What would be good prior here? We might reason as follows: on the one had we are quite sure that indeed it is an “almost” fair coin. On the other hand if it is not a fair coin we really don’t know how unfair it might be. We can encode this in the Lincoln’s hat prior:
prior <- function(x) dunif(x) + dunif(x, 0.45, 0.55)
ggcurve(fun=prior, A=0, B=1)
df <- function(x, par) dbinom(x, 1000, par)
round(bayes.credint(x=578, df=df, prior=prior, acc=0.0001,
lower=0.5, upper=0.65, Show=TRUE), 3)
## [1] 0.567 0.535 0.607
So, have we just solved the Bayesian estimation problem for one parameter?
consider the following sample:
dta.beta1 <- round(rbeta(100, 2, 2), 3)
bw <- diff(range(dta.beta1))/50
ggplot(data.frame(x=dta.beta1), aes(x)) +
geom_histogram(aes(y = ..density..),
color = "black",
fill = "white",
binwidth = bw) +
labs(x = "", y = "")
Let’s say we know that this is from a Beta(a, a) distribution and we want to estimate a. As a prior we want to use Gamma(2, 1)
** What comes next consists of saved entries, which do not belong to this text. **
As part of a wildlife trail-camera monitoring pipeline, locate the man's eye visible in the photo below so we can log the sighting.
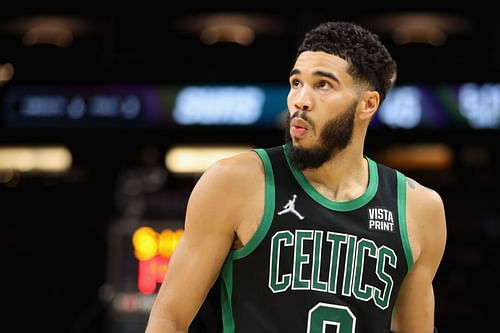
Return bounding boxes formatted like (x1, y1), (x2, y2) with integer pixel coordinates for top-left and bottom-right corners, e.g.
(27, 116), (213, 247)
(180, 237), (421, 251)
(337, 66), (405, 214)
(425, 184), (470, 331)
(319, 81), (330, 89)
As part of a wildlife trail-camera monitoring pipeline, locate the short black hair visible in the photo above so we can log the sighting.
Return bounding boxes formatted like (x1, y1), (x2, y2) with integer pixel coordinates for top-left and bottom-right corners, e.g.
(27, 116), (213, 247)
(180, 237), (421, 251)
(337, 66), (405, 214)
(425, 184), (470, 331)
(297, 21), (397, 102)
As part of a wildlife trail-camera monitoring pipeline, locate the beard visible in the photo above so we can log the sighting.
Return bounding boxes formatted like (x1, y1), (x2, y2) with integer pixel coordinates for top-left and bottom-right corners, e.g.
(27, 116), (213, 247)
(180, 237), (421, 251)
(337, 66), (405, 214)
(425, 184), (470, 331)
(285, 102), (357, 170)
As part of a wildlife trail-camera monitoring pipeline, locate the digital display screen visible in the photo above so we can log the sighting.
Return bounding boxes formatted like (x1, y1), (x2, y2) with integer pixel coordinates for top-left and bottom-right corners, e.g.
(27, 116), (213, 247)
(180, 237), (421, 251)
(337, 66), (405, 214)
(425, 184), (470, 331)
(2, 82), (499, 129)
(106, 220), (184, 315)
(373, 83), (500, 129)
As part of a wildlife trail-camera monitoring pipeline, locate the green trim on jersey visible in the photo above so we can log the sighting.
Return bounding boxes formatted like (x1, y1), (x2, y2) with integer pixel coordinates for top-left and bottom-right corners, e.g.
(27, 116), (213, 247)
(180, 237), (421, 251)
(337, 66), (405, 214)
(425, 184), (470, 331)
(221, 258), (234, 333)
(283, 144), (378, 212)
(396, 171), (414, 271)
(220, 148), (276, 333)
(232, 148), (276, 259)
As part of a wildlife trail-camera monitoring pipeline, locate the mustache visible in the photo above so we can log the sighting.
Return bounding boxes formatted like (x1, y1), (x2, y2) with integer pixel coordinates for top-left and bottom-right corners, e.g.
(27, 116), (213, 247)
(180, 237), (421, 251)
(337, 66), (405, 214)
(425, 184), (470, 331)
(290, 111), (314, 128)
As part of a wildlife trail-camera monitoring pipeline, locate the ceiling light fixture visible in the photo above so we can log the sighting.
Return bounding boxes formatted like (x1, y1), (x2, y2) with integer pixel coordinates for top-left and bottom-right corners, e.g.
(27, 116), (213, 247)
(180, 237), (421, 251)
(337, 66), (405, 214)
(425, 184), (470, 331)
(1, 15), (96, 48)
(0, 63), (15, 84)
(23, 25), (74, 47)
(200, 23), (255, 46)
(358, 12), (473, 46)
(173, 13), (284, 46)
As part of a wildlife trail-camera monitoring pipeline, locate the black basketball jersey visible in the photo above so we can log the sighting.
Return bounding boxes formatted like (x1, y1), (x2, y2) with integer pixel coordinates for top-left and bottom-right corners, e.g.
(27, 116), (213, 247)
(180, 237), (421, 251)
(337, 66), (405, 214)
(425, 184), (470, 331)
(219, 145), (413, 333)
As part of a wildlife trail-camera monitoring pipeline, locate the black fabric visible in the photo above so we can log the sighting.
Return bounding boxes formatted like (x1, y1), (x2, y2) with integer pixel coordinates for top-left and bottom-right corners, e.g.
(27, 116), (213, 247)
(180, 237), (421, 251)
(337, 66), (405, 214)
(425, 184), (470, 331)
(189, 278), (222, 333)
(224, 145), (410, 333)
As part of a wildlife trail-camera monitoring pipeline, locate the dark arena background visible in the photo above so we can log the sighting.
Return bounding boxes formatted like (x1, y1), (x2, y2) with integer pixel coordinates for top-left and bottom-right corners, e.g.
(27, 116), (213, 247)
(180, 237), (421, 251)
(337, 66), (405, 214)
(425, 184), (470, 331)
(1, 3), (499, 332)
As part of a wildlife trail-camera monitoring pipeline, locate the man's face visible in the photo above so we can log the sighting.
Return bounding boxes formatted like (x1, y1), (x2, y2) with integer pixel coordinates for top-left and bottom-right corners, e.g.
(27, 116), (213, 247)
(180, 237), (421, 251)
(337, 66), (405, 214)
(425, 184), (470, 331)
(286, 51), (359, 170)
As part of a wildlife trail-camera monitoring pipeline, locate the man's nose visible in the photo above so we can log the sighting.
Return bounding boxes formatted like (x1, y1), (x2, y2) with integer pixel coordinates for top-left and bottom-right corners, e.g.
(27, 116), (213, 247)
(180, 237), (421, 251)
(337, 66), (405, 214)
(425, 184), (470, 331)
(294, 87), (312, 111)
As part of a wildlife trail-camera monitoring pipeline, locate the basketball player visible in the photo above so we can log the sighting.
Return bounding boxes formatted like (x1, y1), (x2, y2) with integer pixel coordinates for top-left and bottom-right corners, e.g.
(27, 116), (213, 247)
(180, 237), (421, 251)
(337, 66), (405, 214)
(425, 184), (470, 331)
(145, 20), (447, 333)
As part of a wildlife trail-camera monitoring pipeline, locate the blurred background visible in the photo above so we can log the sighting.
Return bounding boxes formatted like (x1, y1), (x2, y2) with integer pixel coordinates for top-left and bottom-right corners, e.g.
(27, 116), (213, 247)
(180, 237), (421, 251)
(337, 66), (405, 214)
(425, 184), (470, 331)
(1, 3), (499, 332)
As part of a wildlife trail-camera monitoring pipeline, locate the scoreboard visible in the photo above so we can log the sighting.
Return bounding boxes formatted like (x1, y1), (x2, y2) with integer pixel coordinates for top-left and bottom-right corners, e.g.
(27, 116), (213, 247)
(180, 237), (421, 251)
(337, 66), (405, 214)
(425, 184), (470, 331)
(104, 219), (184, 333)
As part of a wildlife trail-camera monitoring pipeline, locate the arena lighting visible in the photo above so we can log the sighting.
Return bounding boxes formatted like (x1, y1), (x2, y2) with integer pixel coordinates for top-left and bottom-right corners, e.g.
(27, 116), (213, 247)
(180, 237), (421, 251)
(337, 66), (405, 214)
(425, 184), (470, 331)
(172, 13), (284, 46)
(165, 145), (254, 174)
(358, 13), (473, 46)
(392, 25), (446, 46)
(0, 63), (15, 84)
(0, 146), (72, 172)
(172, 85), (266, 125)
(1, 15), (96, 48)
(375, 143), (453, 170)
(458, 83), (500, 129)
(200, 23), (255, 46)
(23, 25), (73, 48)
(378, 86), (422, 128)
(132, 227), (184, 294)
(132, 226), (158, 261)
(158, 229), (183, 258)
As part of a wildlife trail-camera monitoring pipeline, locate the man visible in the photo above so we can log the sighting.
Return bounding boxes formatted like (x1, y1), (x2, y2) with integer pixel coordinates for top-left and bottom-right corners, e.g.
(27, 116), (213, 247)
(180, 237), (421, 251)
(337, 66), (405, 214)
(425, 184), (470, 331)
(145, 20), (447, 333)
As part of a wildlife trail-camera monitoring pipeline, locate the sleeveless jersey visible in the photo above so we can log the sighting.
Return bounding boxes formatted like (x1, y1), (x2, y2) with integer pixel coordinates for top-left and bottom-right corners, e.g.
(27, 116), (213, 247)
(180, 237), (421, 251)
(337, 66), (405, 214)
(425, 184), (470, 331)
(220, 145), (413, 333)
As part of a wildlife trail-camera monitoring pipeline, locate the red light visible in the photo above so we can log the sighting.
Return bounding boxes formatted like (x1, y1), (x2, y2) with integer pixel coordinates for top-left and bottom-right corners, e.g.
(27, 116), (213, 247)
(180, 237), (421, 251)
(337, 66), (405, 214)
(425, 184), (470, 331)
(138, 259), (157, 295)
(134, 228), (183, 294)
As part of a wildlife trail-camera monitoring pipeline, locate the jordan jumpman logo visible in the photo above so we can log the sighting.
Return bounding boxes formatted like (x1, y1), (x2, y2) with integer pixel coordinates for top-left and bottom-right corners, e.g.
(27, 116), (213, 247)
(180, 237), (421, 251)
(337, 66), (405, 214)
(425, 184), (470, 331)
(277, 194), (304, 220)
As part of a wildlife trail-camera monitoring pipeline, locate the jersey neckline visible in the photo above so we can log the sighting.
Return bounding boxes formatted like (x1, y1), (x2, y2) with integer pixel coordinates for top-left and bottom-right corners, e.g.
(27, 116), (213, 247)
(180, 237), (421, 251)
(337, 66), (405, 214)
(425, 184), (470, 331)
(283, 144), (378, 212)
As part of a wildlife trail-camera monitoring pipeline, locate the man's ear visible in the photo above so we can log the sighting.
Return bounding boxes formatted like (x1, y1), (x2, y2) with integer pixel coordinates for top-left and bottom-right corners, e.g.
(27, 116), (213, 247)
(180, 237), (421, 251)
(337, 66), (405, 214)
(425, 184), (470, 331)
(358, 91), (380, 120)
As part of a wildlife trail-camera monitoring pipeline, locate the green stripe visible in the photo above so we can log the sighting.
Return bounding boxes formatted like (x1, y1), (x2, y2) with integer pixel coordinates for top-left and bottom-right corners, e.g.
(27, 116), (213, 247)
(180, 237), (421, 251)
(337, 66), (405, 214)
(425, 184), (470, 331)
(232, 149), (276, 259)
(221, 260), (234, 333)
(396, 171), (414, 272)
(220, 148), (276, 333)
(283, 144), (378, 212)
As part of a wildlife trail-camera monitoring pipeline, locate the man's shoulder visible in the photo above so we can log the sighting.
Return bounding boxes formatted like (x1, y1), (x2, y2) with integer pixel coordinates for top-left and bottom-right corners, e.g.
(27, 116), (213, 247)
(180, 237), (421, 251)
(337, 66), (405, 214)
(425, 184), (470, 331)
(406, 176), (444, 210)
(368, 157), (444, 205)
(216, 145), (284, 169)
(214, 149), (263, 170)
(201, 149), (265, 185)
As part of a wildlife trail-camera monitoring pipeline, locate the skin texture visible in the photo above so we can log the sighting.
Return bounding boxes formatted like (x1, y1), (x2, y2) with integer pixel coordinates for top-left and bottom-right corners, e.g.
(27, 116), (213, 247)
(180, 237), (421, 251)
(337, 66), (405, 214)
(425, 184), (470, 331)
(145, 51), (447, 333)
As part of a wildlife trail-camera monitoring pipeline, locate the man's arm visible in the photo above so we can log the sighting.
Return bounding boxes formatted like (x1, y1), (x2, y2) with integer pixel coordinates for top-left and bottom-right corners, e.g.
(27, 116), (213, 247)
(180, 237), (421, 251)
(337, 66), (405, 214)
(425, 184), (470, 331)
(145, 152), (263, 333)
(391, 179), (447, 333)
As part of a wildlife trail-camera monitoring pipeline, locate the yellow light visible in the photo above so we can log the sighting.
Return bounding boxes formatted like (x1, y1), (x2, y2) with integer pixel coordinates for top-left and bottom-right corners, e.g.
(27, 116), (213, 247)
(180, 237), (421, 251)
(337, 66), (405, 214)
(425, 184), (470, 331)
(376, 143), (453, 170)
(165, 145), (253, 174)
(158, 229), (184, 258)
(158, 229), (175, 258)
(0, 146), (72, 172)
(132, 227), (158, 261)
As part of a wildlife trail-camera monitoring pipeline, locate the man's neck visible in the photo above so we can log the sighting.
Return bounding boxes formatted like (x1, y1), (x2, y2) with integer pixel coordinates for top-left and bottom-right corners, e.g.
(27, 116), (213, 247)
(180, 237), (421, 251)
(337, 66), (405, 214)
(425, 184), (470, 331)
(302, 146), (368, 202)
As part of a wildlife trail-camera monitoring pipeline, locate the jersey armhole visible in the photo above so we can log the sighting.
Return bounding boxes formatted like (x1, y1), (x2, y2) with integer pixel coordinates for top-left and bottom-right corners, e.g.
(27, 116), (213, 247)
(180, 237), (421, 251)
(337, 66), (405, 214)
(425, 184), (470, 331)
(396, 171), (414, 272)
(230, 148), (276, 260)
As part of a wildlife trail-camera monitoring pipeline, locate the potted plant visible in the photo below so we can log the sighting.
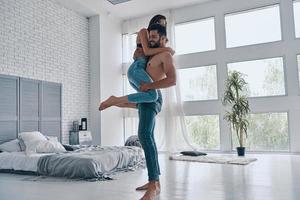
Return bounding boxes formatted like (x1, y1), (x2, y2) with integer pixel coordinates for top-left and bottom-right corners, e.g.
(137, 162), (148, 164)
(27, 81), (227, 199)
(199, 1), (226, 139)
(223, 71), (250, 156)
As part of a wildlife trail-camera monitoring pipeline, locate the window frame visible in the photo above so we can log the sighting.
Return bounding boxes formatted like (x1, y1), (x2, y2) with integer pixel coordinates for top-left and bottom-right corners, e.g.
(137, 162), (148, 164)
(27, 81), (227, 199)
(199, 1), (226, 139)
(174, 16), (217, 55)
(226, 56), (288, 99)
(293, 0), (300, 38)
(184, 114), (221, 151)
(224, 4), (283, 49)
(230, 111), (291, 152)
(178, 64), (219, 102)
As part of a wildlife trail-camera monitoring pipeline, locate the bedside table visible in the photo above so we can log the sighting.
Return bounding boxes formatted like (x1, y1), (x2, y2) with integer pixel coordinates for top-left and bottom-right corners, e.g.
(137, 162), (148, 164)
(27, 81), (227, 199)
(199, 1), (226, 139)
(69, 130), (92, 145)
(78, 131), (92, 145)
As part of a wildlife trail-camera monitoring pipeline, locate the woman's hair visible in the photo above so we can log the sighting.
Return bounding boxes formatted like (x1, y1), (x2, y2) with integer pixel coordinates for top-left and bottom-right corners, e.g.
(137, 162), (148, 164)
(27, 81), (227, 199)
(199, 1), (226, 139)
(147, 15), (167, 31)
Now what is df? Because this is an independent sample we find \[ f(x, a) = \prod_{i=1}^n \text{dbeta}(x_i, a, a) \] so
df <- function(x, par) prod(dbeta(x, par, par))
prior <- function(par) dgamma(par, 2, 1)
round(bayes.credint(dta.beta1, df=df, prior=prior,
lower=1.5, upper=2.5, Show=TRUE), 2)
## [1] 2.09 1.65 2.46
so far, so good. But now
dta.beta2 <- round(rbeta(10000, 2, 2), 3)
bayes.credint(dta.beta2, df=df, prior=prior,
lower=1.5, upper=2.5, Show=FALSE)
## Error in integrate(posterior.density, lower = lower, upper = upper, x = x): non-finite function value
Why does this not work? The problem is that the values is \(\prod_{i=1}^n \text{dbeta}(x_i, a, a)\) get so small that R can’t handle them anymore!
Occasionally one can avoid this problem by immediately choosing a statistic T(x), aka a function of the data, so that T(X) has a distribution that avoids the product. That of course is just what we did above by going to \(\bar X\) in the case of the normal! In fact, it is also what we did in the case of the Binomial, because we replaced the actual data (a sequence of Bernoulli trials) with their sum. It is however not clear what one could use in the case of the Beta distribution.
Can we generalize this to more than one parameter? In principle yes, but in practice no, at least not if the number of parameters is much more than 3 or 4. The main problem is the calculation of the marginal \(m(x)\), because numerical integration in higher-dimensional spaces is very difficult. In that case a completely different approach is used, namely sampling from the posterior distribution using so called MCMC (Markov Chain Monte Carlo) algorithms.
Another difficulty arises in the choice of priors. There are a number of different approaches known for low-dimensional problems, however these can fail badly in higher dimensions.
Example
Let’s do a Bayesian analysis to find interval estimates for the parameters in the normal mixture model for the Old Faithful data. As priors we will use \(\alpha \sim U[0, 1], \mu_1 \sim 1, \mu_2 \sim 1, \sigma_1 \sim 1, \sigma_2 \sim 1\).
The following routine implements the Metropolis-Hastings algorithm for sampling from the posterior distribution and then finds intervals from the sample quantiles:
old.faithfull.MCMC <- function(B=1e4) {
eps <- c(0.01, 1, 0.1, 1, 0.1)
x <- faithful$Waiting.Time
h <- function(p1, p2) {
tmp1 <- p1[1]*dnorm(x, p1[2], p1[3]) +
(1-p1[1])*dnorm(x, p1[4], p1[5])
tmp2 <- p2[1]*dnorm(x, p2[2], p2[3]) +
(1-p2[1])*dnorm(x, p2[4], p2[5])
sum(log(tmp1)) - sum(log(tmp2))
}
param <- matrix(0, B, 5)
param[1, ] <- c(0.35, 55, 5.4, 80, 5.9)
for(i in 2:B) {
new.param <- param[i-1, ] + runif(5, -eps, eps)
if(log(runif(1))<h(new.param, param[i-1, ]))
param[i, ] <- new.param
else
param[i, ] <- param[i-1, ]
}
param
}
param <- old.faithfull.MCMC()
round(apply(param[-c(1:1000), ], 2, quantile, probs=c(0.025, 0.975)), 3)
## [,1] [,2] [,3] [,4] [,5]
## 2.5% 0.301 53.218 5.295 78.989 5.247
## 97.5% 0.423 56.179 7.325 81.098 6.802
There are a number of R packages that allow Bayesian analysis, such as JAGS, OpenBUGS, WinBUGS and Stan. However, we don’t have enough time to discuss these.